Earlobe Reconstruction With an Anteriorly Based Postauricular Flap

Jeremy Chang, MS; Caroline Awh, BA; Charles A. Riccio, MD; Petros Konofaos, MD, PhD


ePlasty. 2020;20(ic7) 

In This Article


The preferred treatment of full-thickness earlobe lacerations is primary closure within 24 hours of the initial insult. Timing is imperative for treatment. Cartilage forming the ear is avascular and requires appropriate fixation with perichondrium for survival.[1] Exposed cartilage and delayed presentation drastically increase risk of infection, chondritis, and necrosis.[2] Signs of inflammation represent a definitive contraindication for closure and must be dealt with before attempting reconstruction.

Figure 4.

Postoperative: Distal corner of the flap was inset at the distal aspect of the defect and inset was carried out in a circumferential fashion.

Figure 5.

Six weeks postoperative.

Various techniques have been reported for total earlobe repair, using 1- or 2-stage procedures to create a skin flap from adjacent tissue. Skin flaps are primarily taken from the preauriclar, infra-auricular, retroauricular, or retromandibular areas or from the auricular surface. The earlobe is supplied by vessels that arise from the posterior aspect of the posterior auricular artery and the anterior auricular branches of the superficial temporal artery.[3] Choice of donor site for the skin flap is dependent on the viability of the adjacent tissues and perforators, residual deformity, and aesthetics of postoperative scarring. The earlobe can be reconstructed using a doubled-over single or bilobed flap.[4] This flap consists of 2 wings below the auricular defect, supplied by an inferior base, located on both the pre- and postauricular folds, which are brought together to rebuild the new earlobe.[5] A disadvantage to the bilobed flap is that it is only able to reconstruct smaller defects. Some techniques are 2-stage procedures that incorporate a cutaneous or cartilaginous graft to the flap based on the extent of the defect.[6] One such 2-step method involves insertion of a cartilaginous graft into a dissected pocket and mobilization of the auricle with full-thickness skin grafting.[6]

The flap for the abovementioned case was raised from the posterior auricular area. Choice of donor tissue from the posterior auricular area was dictated by viability of tissue after initial debridement. Debridement of necrotic tissue was followed by mobilization of an 8-mm retroauricular donor flap utilizing vascular pedicles from perforators of the anterior auricular artery.
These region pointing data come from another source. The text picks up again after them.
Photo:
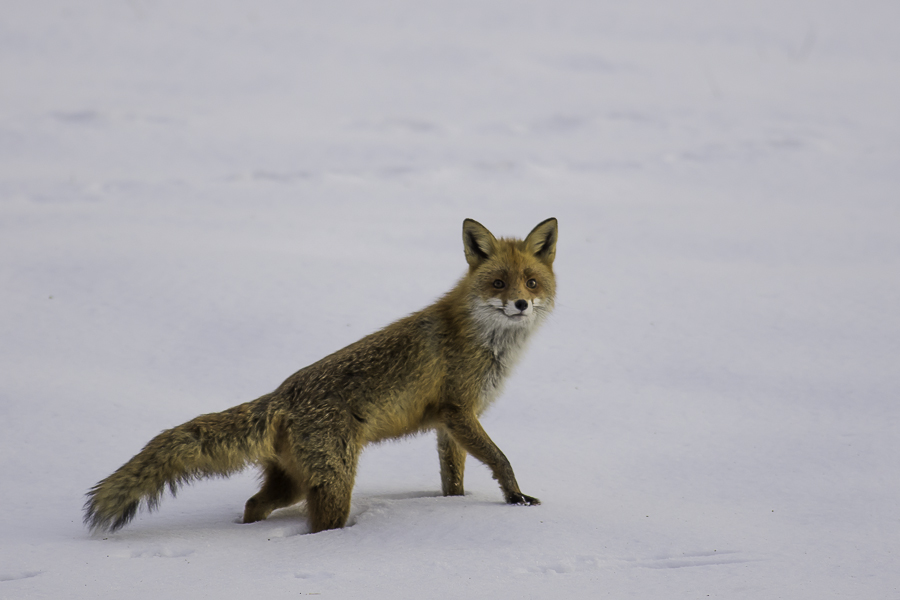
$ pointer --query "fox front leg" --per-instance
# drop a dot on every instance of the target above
(453, 464)
(465, 429)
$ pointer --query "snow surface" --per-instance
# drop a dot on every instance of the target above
(198, 198)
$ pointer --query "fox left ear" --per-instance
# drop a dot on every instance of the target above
(542, 240)
(478, 242)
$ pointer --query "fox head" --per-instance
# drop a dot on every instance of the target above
(510, 281)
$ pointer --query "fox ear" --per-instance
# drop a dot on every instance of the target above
(542, 240)
(478, 242)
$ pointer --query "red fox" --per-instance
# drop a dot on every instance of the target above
(438, 369)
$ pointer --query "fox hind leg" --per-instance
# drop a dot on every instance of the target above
(279, 489)
(453, 464)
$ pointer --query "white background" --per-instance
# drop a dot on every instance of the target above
(198, 198)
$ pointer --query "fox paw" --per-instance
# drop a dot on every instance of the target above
(520, 498)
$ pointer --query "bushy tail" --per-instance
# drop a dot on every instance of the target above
(217, 444)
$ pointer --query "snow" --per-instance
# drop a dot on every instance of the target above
(198, 198)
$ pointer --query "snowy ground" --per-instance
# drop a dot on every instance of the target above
(196, 199)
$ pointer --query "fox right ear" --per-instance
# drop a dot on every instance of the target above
(478, 242)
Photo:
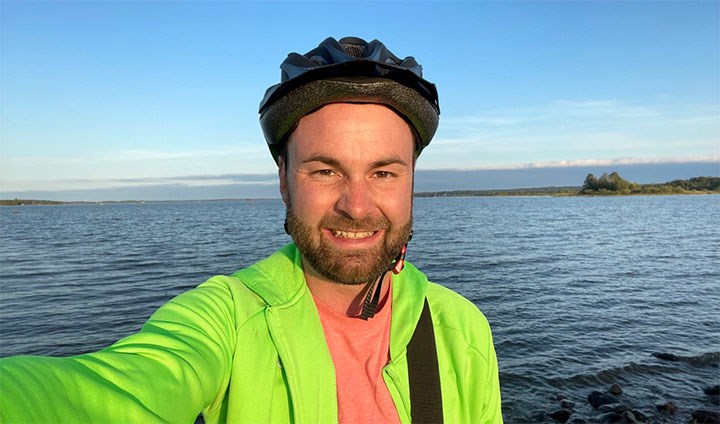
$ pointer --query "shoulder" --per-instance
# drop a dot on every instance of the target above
(457, 320)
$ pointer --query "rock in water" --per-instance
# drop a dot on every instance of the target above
(667, 356)
(567, 404)
(712, 390)
(561, 415)
(706, 417)
(615, 390)
(596, 399)
(610, 418)
(667, 407)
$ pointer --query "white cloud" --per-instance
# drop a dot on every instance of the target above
(573, 130)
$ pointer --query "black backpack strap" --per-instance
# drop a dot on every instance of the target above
(423, 372)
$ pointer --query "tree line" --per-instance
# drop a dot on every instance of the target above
(613, 183)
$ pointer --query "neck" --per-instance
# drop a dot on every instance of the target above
(342, 298)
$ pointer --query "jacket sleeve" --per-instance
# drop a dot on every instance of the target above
(178, 364)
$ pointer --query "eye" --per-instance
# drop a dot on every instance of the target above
(384, 174)
(324, 173)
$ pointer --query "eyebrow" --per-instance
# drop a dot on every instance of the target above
(334, 162)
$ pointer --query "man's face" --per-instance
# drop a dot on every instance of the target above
(348, 189)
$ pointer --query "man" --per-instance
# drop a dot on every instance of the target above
(334, 327)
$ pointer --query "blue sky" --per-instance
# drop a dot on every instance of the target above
(103, 95)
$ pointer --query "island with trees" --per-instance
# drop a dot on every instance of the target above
(606, 185)
(614, 184)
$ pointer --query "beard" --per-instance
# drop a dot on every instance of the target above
(351, 267)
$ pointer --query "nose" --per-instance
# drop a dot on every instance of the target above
(356, 200)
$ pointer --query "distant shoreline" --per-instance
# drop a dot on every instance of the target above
(520, 192)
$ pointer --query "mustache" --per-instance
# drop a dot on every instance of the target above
(338, 222)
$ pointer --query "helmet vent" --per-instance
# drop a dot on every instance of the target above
(354, 46)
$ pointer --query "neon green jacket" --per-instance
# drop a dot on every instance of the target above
(249, 348)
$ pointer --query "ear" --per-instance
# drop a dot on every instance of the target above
(283, 180)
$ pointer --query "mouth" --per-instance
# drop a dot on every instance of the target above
(352, 235)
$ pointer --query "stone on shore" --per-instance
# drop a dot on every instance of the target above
(706, 417)
(667, 357)
(668, 407)
(567, 404)
(712, 390)
(561, 415)
(596, 399)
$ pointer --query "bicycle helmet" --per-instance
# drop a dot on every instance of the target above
(348, 71)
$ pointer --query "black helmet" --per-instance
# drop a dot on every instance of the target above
(348, 71)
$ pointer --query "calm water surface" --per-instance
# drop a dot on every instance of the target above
(580, 292)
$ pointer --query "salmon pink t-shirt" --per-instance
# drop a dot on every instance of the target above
(360, 349)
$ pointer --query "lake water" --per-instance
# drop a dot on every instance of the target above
(580, 292)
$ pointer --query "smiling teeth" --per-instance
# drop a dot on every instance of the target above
(351, 235)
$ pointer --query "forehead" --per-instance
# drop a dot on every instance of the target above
(352, 130)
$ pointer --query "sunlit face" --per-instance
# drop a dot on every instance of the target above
(348, 189)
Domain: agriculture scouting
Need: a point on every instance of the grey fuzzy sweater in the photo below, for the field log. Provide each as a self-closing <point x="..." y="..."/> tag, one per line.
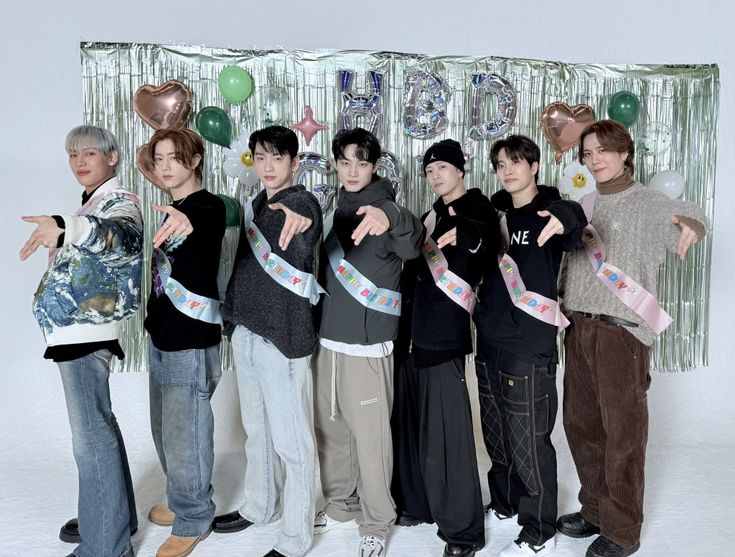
<point x="635" y="226"/>
<point x="254" y="300"/>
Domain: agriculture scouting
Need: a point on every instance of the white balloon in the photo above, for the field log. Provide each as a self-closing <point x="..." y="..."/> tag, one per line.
<point x="668" y="182"/>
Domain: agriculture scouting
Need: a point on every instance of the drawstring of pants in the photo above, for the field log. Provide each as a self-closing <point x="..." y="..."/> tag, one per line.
<point x="333" y="415"/>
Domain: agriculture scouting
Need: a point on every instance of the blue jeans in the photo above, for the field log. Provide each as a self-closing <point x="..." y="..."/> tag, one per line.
<point x="276" y="404"/>
<point x="106" y="504"/>
<point x="181" y="384"/>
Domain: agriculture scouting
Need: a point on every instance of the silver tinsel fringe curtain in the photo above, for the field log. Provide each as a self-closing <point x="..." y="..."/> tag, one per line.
<point x="676" y="129"/>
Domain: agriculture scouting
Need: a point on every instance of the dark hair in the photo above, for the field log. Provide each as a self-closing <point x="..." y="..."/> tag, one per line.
<point x="276" y="140"/>
<point x="367" y="145"/>
<point x="516" y="147"/>
<point x="613" y="136"/>
<point x="187" y="145"/>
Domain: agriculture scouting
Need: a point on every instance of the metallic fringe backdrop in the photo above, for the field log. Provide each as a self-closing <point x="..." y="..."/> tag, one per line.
<point x="676" y="129"/>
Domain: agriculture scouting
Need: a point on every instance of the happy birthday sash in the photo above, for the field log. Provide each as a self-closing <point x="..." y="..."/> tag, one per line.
<point x="353" y="281"/>
<point x="190" y="304"/>
<point x="450" y="283"/>
<point x="534" y="304"/>
<point x="281" y="271"/>
<point x="627" y="290"/>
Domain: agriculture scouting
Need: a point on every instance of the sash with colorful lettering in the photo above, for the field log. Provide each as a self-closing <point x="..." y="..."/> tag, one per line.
<point x="534" y="304"/>
<point x="281" y="271"/>
<point x="450" y="283"/>
<point x="195" y="306"/>
<point x="352" y="280"/>
<point x="627" y="290"/>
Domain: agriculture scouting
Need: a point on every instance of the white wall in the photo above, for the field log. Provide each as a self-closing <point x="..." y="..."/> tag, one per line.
<point x="40" y="100"/>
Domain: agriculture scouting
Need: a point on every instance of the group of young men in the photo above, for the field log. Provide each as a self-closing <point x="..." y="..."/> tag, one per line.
<point x="328" y="315"/>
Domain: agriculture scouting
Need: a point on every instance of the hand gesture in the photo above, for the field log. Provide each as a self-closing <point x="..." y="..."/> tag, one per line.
<point x="374" y="223"/>
<point x="554" y="226"/>
<point x="448" y="237"/>
<point x="294" y="224"/>
<point x="177" y="225"/>
<point x="687" y="238"/>
<point x="46" y="234"/>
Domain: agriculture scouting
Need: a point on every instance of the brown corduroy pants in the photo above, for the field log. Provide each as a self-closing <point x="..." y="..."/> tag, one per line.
<point x="606" y="422"/>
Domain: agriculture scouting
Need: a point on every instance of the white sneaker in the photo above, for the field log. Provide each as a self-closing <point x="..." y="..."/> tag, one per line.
<point x="493" y="519"/>
<point x="370" y="546"/>
<point x="323" y="523"/>
<point x="525" y="549"/>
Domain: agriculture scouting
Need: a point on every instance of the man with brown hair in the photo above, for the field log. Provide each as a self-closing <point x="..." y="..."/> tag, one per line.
<point x="185" y="328"/>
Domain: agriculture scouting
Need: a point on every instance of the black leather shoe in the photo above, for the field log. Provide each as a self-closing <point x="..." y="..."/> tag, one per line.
<point x="230" y="523"/>
<point x="459" y="550"/>
<point x="405" y="519"/>
<point x="605" y="547"/>
<point x="576" y="526"/>
<point x="69" y="532"/>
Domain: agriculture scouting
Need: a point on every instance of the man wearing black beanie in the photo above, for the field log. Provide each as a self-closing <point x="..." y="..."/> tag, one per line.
<point x="435" y="474"/>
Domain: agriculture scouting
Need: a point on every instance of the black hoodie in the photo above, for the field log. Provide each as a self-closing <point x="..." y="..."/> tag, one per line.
<point x="439" y="328"/>
<point x="498" y="322"/>
<point x="378" y="258"/>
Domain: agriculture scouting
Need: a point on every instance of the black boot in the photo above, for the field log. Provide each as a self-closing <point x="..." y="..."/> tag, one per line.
<point x="459" y="550"/>
<point x="605" y="547"/>
<point x="576" y="526"/>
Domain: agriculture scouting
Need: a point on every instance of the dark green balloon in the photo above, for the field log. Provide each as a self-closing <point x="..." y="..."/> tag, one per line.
<point x="624" y="107"/>
<point x="233" y="211"/>
<point x="214" y="125"/>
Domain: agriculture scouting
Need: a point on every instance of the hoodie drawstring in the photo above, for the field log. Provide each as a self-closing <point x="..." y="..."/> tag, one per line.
<point x="333" y="415"/>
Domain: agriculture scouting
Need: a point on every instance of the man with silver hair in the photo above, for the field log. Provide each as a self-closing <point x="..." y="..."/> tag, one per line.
<point x="91" y="286"/>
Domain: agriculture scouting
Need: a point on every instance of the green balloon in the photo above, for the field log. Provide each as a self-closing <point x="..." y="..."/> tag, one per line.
<point x="214" y="125"/>
<point x="623" y="107"/>
<point x="233" y="211"/>
<point x="235" y="84"/>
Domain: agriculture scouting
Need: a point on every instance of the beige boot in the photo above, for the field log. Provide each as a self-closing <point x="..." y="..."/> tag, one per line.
<point x="179" y="546"/>
<point x="161" y="515"/>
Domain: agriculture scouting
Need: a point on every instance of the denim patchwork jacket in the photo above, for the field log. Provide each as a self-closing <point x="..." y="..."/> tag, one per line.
<point x="93" y="281"/>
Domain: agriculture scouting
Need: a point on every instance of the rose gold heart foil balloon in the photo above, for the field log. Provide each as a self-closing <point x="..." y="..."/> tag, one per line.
<point x="145" y="165"/>
<point x="563" y="124"/>
<point x="167" y="106"/>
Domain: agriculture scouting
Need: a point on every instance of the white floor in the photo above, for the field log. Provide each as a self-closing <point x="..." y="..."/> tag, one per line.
<point x="690" y="492"/>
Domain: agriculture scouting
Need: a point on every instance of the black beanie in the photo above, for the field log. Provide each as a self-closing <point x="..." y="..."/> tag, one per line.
<point x="447" y="150"/>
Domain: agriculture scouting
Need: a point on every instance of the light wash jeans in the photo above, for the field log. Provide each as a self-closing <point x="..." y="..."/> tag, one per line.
<point x="181" y="384"/>
<point x="106" y="504"/>
<point x="276" y="404"/>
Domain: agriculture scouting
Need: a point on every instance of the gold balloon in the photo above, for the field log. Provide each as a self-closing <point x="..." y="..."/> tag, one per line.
<point x="563" y="124"/>
<point x="167" y="106"/>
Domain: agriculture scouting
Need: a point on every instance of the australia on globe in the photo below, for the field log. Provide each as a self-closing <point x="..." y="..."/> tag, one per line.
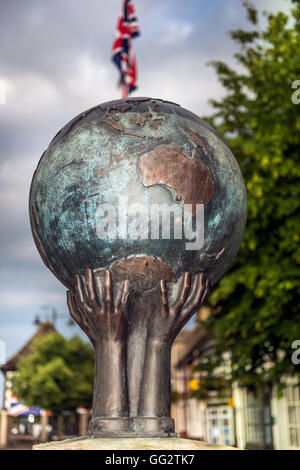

Insetting of the flap to the lesion was completed beginning from the distal corner of the lesion using 5–0 Vicryl Rapide and finished in a circumferential fashion about the ear. Cartilage was preferentially closed with a braided absorbable suture while skin was closed with 6–0 monofilament.[1]

Potential complications of earlobe reconstruction include hematoma formation, "cauliflower" ear deformity, and damage to vital neurovascular structures. Hematomas may form in the potential space between cartilage and perichondrium.[1] "Cauliflower" ear develops due to lack of perichondrium adherence to cartilage leading to abnormal cartilage production and fibrotic calcified deformity. The sensory nerves that supply the earlobe are the posterior branch of the great auricular nerve (branch from cervical plexus) and the auriculotemporal nerve (branch of V3). These nerves are at risk for injury during earlobe reconstruction; however, studies suggest that although patients experience abnormal sensation after great auricular nerve sacrifice, it decreases significantly over time to ultimately provide little discomfort to the patient.[7]

Overall, the ear represents a challenging proposition for obtaining a cosmetically appealing result while preventing the need for additional intervention. The cartilaginous nature and delicacy of vital structures further lend to the difficulty of reconstruction in this region. However, literature highlights approaches to achieve a functional and aesthetic outcome.